Lo stesso potere nell’indossare le maglie di Kobe è stato citato anche dalla cestista WNBA Skylar Diggins-Smith, che ha raccontato di aver acquistato una replica della sua divisa della Lower Merion con il numero 33, provando queste «Indossi quella maglia e ti senti come in Space Jam. Tutto prende vita. È come se, OK, ho quel potere. Chiunque dovrà vedersela con me avrà dei problemi».
Infine Von Miller, quarterback entrato nella NFL con la scelta numero 2 assoluta nel draft 2011 da parte dei Denver Broncos. Nel 2016 Miller ha guidato i suoi al SuperBowl e lo ha vinto da MVP della partita. In quel momento, sportivamente parlando, Miller era sul tetto del mondo. Negli anni successivi i Broncos non sono però riusciti a ripetersi, hanno peggiorato i risultati, e Miller ha subito un paio di infortuni ravvicinati, di cui uno molto grave, la rottura del tendine del peroneo, che lo ha tenuto fuori per un’intera stagione. Come se non bastasse, nello stesso periodo è venuto anche a mancare il suo mental coach. In una situazione tanto delicata, Miller ha rilanciato le motivazioni tatuandosi un’immagine di Kobe sulla gamba infortunata, e caricando sul suo iPhone una compilation di 393 clip motivazionali da ascoltare e guardare ossessivamente, in più di metà delle quali compariva Kobe. Miller è tornato a giocare, e nel 2022, stavolta con i Los Angeles Rams, ha vinto un altro SuperBowl. Prima di scendere in campo per quella partita così importante, Miller ha mostrato ai giornalisti il tatuaggio sulla gamba e ha detto: «È questa la Mamba Mentality. Cercare di essere la migliore versione di se stessi».

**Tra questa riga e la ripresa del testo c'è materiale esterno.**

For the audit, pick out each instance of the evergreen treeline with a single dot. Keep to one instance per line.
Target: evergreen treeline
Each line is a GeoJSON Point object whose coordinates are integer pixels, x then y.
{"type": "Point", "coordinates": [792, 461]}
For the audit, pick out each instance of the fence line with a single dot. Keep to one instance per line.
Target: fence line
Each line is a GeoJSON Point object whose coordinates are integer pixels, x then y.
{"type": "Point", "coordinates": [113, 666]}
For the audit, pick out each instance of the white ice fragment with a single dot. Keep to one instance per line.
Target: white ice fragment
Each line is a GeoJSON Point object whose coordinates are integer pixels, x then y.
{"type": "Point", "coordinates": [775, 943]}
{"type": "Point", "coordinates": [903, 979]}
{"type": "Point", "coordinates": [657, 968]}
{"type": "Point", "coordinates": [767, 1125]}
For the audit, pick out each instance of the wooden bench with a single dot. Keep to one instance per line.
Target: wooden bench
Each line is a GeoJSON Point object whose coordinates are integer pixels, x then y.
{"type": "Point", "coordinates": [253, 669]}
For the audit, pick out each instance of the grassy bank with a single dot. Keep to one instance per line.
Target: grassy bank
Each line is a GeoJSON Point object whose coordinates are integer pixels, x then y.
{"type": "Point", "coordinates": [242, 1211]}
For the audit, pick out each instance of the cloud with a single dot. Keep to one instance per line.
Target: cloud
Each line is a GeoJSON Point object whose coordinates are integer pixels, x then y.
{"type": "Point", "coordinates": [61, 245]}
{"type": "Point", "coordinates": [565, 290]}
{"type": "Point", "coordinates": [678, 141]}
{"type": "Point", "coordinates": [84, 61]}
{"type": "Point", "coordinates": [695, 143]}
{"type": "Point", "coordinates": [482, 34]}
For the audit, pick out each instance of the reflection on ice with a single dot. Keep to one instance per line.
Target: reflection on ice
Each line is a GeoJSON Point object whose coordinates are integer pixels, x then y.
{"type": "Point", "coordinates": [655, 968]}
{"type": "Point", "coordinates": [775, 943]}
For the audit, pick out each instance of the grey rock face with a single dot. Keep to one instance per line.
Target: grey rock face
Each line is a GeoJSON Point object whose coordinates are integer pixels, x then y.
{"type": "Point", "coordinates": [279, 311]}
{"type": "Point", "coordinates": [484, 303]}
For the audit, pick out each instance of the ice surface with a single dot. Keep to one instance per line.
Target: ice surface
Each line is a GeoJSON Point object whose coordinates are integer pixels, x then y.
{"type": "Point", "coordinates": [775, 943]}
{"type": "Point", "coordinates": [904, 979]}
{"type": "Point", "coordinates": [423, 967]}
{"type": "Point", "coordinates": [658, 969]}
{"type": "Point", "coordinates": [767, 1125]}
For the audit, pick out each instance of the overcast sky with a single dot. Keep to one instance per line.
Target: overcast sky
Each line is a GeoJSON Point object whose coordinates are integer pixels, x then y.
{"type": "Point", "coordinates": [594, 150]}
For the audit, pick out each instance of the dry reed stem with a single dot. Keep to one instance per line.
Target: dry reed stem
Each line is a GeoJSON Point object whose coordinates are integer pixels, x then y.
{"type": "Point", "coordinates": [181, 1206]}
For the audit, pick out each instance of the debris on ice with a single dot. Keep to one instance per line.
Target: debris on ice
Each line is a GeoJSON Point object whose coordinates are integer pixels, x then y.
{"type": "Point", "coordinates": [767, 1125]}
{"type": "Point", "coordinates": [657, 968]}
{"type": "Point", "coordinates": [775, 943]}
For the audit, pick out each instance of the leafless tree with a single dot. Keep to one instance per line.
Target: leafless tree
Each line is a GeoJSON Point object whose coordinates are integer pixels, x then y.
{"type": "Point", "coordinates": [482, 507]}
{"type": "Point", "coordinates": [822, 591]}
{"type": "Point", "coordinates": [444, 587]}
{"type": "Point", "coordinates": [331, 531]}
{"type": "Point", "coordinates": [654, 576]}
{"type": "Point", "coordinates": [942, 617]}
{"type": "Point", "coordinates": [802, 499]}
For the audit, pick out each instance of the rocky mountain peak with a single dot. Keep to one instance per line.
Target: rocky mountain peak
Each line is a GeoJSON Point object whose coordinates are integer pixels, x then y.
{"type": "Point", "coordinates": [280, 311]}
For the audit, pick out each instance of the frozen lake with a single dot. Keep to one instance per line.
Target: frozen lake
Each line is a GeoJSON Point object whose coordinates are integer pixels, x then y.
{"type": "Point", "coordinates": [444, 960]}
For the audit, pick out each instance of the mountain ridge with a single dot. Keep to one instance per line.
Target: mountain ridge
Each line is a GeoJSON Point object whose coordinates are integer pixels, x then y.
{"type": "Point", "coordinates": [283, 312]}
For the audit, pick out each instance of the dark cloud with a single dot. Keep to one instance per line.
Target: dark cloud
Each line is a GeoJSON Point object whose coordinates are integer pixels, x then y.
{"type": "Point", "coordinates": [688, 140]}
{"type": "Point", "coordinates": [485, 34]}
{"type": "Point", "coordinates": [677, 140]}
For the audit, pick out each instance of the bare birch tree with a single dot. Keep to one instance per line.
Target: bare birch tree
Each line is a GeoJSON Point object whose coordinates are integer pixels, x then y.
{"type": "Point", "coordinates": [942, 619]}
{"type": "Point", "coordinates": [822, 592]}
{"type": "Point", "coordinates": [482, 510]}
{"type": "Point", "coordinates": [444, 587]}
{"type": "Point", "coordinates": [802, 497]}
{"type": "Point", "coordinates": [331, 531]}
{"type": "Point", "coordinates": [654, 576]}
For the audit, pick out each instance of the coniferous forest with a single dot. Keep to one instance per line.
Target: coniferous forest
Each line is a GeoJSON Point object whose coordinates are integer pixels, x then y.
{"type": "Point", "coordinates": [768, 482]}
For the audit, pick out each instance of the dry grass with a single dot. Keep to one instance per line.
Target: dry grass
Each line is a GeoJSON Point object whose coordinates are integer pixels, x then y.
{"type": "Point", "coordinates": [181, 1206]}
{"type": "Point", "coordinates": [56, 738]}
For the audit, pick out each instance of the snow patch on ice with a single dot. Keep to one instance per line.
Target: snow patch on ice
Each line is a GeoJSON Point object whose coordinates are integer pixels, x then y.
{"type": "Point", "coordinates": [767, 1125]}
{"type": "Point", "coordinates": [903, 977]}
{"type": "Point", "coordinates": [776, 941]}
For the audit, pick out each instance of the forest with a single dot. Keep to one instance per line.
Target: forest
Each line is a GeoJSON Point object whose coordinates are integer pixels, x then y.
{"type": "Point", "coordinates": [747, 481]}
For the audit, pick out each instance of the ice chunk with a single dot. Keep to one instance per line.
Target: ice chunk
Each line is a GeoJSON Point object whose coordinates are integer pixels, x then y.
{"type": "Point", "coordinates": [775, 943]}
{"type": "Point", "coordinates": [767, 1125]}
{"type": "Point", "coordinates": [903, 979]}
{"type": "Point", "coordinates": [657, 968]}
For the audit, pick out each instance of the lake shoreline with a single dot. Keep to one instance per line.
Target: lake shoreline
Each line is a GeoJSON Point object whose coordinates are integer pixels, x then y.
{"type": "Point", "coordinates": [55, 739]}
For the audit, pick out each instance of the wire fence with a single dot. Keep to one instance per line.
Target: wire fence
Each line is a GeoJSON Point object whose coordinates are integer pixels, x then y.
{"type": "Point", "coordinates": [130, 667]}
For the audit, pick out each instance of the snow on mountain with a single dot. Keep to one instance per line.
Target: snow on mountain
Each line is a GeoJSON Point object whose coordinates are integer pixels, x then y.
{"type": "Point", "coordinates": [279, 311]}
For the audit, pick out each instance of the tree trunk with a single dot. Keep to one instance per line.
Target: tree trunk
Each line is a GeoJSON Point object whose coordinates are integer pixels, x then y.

Ecco la verità ultima, il segreto della pervasività dell’esempio di Kobe. Un invito semplice, un messaggio potente. Non è necessario essere degli atleti professionisti per farsene contagiare. La storia del ragazzo e poi dell’uomo che nonostante tutto ha provato incessantemente a migliorarsi, che giorno dopo giorno ha lottato per andare oltre i propri limiti, è valida per tutti. Perché questa in fondo è l’unica possibilità che ci è data in vita: ciascuno per quello che è, ciascuno per quello che fa.
Alla fine della sua ultima partita, dopo aver versato tutto se stesso, Kobe ha tenuto un discorso al centro del parquet di Los Angeles che mai più avrebbe calcato. Poco prima della famosa chiusura a effetto («What can I say? Mamba out»), ha pronunciato una frase che mi torna in mente ogni volta che lo sento citare da altri campioni o da semplici appassionati: «This has been, this has been absolutely beautiful. I can’t believe it comes to an end». Parlava del suo viaggio nel basket, ma è inevitabile pensare lo stesso del suo viaggio terreno. Ma in fondo né l’uno né l’altro sono davvero terminati. Le storie hanno un rapporto molto stretto con l’eternità, e come ha scritto Emanuele Trevi, non è nelle cose che abbiamo portato a termine che sopravviviamo veramente. La natura umana non si rispecchia mai, se non superficialmente, in un prodotto finito. Se c’è una possibilità di prosecuzione del nostro destino oltre il limite della morte, noi sopravviviamo in tutto quello che non siamo riusciti a fare, nel tempo che non ci è bastato, nei rimpianti, nelle imprese interrotte. E che magari qualcun altro può raccogliere. È in questo senso, al contempo impalpabile e molto concreto, che a cinque anni dalla morte la dimora di Kobe è più che mai qui, tra noi.